A patient going from Terrace to Prince George pays $40 a round trip while one going from Terrace to Vancouver pays $80 round trip.

As efficient and a regularly-scheduled service as it is in connecting northwestern communities, there’s little chance of adapting it in response to calls for more regional public transportation.

That’s because the service was specifically set up for people requiring medical care and its licence allows it to transport patients from one location to another for treatment as long as they have a doctor’s note or similar note showing the need for them to get to another place for medical treatment, says Jonathon Dyck from Northern Health.

Northern Health is a health services provider and does not provide public transport, says Dyck.

“We have a licence to provide healthcare transport. That is where our focus is and will continue to be,” said Dyck.

The health authority does, however, combine with local governments and First Nations in the Terrace-Kitimat area on a bus service used by both members of the public and those needing to travel to local hospitals and medical clinics.

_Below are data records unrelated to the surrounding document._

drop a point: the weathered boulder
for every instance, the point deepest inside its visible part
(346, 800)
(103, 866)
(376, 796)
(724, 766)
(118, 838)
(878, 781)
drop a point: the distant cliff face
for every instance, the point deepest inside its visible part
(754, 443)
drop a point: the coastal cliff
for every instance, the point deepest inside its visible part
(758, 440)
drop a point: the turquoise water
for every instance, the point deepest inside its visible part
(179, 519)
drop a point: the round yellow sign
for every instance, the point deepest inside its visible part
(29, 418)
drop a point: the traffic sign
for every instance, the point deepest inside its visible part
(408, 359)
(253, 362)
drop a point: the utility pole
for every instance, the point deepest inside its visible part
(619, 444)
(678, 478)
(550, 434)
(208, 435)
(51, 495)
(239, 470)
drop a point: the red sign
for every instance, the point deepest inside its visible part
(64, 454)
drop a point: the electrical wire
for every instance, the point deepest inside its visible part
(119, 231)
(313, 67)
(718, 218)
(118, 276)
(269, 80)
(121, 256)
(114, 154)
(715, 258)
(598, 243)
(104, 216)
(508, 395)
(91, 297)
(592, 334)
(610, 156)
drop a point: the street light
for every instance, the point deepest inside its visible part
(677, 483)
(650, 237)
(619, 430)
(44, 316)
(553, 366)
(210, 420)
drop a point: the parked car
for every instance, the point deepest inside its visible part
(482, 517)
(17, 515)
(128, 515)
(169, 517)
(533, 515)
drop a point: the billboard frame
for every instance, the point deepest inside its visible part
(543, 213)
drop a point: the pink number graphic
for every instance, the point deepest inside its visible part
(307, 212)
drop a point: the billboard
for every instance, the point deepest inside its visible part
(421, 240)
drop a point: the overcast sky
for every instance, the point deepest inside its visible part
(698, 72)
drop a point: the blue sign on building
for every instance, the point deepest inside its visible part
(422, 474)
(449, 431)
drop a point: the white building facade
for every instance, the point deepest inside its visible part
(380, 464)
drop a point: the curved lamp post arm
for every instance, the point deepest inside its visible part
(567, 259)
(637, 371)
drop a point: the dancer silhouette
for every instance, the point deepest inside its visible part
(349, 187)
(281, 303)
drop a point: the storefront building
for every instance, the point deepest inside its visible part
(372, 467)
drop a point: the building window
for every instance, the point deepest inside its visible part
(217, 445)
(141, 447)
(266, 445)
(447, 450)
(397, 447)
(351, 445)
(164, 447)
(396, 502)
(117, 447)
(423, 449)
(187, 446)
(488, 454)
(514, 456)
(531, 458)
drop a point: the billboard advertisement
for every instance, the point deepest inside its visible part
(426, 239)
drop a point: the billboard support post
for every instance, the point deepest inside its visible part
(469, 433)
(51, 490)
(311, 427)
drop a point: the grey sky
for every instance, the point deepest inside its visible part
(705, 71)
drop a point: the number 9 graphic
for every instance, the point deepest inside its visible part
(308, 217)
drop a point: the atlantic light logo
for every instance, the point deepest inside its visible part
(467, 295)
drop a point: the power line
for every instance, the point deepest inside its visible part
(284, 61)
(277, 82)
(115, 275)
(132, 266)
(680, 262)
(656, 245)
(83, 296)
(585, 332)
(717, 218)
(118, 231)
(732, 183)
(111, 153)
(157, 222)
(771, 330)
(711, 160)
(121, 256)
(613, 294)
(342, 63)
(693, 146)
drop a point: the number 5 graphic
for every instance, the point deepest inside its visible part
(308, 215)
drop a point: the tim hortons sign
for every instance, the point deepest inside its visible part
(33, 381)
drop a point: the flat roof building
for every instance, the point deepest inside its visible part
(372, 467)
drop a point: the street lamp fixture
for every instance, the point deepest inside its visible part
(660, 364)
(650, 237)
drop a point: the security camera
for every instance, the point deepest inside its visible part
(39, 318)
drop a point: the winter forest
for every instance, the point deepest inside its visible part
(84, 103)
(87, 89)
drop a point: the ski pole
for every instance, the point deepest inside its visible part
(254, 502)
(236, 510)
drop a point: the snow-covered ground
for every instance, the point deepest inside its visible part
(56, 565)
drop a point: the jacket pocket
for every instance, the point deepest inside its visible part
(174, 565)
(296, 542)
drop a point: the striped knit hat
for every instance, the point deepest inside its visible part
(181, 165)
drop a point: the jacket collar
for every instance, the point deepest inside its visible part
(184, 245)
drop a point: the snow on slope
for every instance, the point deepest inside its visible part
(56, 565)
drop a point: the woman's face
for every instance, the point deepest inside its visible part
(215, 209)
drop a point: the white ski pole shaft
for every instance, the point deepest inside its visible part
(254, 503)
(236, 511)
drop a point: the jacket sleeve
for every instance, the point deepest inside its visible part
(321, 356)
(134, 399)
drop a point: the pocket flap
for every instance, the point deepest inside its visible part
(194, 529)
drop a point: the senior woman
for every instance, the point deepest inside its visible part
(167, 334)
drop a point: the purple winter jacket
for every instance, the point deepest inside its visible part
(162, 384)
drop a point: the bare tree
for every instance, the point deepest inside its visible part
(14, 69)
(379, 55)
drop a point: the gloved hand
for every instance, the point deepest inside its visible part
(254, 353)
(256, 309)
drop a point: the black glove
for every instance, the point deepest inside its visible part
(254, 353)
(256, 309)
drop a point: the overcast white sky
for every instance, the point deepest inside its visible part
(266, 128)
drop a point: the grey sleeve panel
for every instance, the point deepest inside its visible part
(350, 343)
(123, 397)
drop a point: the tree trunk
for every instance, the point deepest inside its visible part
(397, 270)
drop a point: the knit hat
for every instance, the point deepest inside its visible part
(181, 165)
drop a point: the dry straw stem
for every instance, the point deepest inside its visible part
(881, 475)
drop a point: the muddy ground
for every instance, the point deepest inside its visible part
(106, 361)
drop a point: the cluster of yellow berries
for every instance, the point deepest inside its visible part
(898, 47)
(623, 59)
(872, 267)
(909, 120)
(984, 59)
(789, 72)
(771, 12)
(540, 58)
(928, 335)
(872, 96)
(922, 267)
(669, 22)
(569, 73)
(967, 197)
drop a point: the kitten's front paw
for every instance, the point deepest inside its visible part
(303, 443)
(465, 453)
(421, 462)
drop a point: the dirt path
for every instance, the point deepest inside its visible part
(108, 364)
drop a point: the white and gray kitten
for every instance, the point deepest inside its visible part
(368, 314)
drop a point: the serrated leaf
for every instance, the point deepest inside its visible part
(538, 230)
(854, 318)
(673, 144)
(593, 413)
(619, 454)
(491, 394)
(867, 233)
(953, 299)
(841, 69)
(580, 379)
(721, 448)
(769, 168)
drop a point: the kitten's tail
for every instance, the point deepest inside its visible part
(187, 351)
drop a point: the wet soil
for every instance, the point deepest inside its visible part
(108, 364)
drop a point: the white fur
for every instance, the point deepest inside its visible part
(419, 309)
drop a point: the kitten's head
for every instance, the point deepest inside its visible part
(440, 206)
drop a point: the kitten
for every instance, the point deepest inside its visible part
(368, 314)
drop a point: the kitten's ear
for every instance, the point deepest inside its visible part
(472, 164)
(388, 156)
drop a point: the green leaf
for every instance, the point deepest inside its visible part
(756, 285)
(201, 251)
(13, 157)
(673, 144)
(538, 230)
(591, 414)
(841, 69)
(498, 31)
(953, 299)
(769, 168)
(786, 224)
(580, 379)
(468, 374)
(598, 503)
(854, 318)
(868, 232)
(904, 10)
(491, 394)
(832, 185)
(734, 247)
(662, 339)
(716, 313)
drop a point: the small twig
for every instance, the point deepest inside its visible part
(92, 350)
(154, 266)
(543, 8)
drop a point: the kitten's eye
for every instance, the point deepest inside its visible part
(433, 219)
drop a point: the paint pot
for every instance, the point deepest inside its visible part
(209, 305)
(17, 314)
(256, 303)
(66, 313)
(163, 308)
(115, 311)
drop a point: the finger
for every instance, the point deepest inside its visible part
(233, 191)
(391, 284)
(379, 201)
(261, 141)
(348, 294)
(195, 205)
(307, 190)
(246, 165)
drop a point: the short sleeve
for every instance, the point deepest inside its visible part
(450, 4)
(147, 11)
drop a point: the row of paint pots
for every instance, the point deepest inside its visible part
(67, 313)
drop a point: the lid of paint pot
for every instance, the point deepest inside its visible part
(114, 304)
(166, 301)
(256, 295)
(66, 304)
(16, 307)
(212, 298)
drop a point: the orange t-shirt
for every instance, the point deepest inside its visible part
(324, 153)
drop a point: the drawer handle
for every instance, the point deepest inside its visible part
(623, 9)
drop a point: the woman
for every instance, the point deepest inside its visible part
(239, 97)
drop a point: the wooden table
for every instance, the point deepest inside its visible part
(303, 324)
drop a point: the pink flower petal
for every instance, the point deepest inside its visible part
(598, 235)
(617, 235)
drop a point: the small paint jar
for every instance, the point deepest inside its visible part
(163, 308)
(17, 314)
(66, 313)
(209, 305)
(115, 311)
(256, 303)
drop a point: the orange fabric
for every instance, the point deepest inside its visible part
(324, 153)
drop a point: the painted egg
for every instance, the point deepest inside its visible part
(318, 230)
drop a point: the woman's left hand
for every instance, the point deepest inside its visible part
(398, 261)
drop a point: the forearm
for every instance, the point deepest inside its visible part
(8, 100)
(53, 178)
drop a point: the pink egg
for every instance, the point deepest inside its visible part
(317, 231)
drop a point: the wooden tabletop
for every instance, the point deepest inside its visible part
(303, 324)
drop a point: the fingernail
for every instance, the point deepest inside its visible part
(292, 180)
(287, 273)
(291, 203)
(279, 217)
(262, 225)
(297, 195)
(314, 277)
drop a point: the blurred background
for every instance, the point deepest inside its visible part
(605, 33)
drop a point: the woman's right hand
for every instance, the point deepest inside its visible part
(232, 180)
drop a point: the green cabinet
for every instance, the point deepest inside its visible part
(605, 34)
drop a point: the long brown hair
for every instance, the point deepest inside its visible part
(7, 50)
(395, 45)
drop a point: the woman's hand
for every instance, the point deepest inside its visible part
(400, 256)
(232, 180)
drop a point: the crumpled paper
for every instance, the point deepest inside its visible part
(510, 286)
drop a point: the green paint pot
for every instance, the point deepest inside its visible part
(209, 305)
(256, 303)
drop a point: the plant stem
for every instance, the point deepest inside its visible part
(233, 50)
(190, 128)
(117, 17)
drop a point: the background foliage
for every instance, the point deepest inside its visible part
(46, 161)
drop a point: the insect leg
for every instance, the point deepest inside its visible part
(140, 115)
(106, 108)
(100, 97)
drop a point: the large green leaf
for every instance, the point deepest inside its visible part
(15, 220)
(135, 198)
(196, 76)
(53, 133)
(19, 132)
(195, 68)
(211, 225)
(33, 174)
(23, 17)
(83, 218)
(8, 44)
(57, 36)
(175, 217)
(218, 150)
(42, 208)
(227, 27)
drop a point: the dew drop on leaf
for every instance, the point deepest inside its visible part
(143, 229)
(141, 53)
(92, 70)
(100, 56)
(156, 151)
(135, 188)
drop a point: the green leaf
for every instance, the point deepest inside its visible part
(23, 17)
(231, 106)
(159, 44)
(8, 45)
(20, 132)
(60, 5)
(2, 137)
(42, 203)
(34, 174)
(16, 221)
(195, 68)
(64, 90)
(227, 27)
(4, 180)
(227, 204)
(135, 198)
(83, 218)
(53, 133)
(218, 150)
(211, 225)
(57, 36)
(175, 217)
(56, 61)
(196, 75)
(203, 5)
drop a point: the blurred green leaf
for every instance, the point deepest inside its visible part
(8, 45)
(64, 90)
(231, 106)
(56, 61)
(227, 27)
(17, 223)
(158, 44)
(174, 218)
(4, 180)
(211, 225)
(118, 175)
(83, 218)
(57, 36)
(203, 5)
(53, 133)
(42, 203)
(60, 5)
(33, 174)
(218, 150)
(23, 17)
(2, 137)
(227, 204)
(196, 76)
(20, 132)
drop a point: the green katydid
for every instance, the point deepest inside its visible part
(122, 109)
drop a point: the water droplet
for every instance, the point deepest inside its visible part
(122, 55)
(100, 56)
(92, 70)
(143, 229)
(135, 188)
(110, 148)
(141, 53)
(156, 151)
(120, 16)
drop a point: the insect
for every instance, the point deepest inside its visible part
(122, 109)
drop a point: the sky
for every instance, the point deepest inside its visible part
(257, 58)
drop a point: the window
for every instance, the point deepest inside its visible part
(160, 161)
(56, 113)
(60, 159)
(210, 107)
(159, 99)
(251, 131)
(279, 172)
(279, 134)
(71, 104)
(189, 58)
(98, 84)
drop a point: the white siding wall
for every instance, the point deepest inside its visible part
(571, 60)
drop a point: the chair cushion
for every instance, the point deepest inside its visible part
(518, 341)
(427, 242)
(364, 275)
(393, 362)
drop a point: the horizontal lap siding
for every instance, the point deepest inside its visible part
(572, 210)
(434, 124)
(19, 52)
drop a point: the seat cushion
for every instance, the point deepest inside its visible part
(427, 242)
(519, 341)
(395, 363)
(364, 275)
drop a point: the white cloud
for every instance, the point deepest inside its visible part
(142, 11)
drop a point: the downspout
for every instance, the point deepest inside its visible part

The weekday only service, in the form of a mini-bus operated by BC Transit, extends from Kitamaat Village through Kitimat up Hwy37 South to Terrace and west to Kitsumkalum and New Remo and east to Thornhill then along Hwy16 to the Kitselas First Nation’s Gitaus subdivision.

Costs are shared by BC Transit, the health authority, the Haisla First Nation, the Kitimat-Stikine regional district, the City of Terrace, the Kitsumkalum First Nation and the Kitselas First Nation.

The Smithers symposium was organized by the province in response to calls for more public transit connecting communities along Hwy16 and communities to the north and south as an alternative to hitchhiking or other forms of riskier transport.

Advocates point to the cases of murdered and missing women along Hwy16 as a reason why safer transportation is required.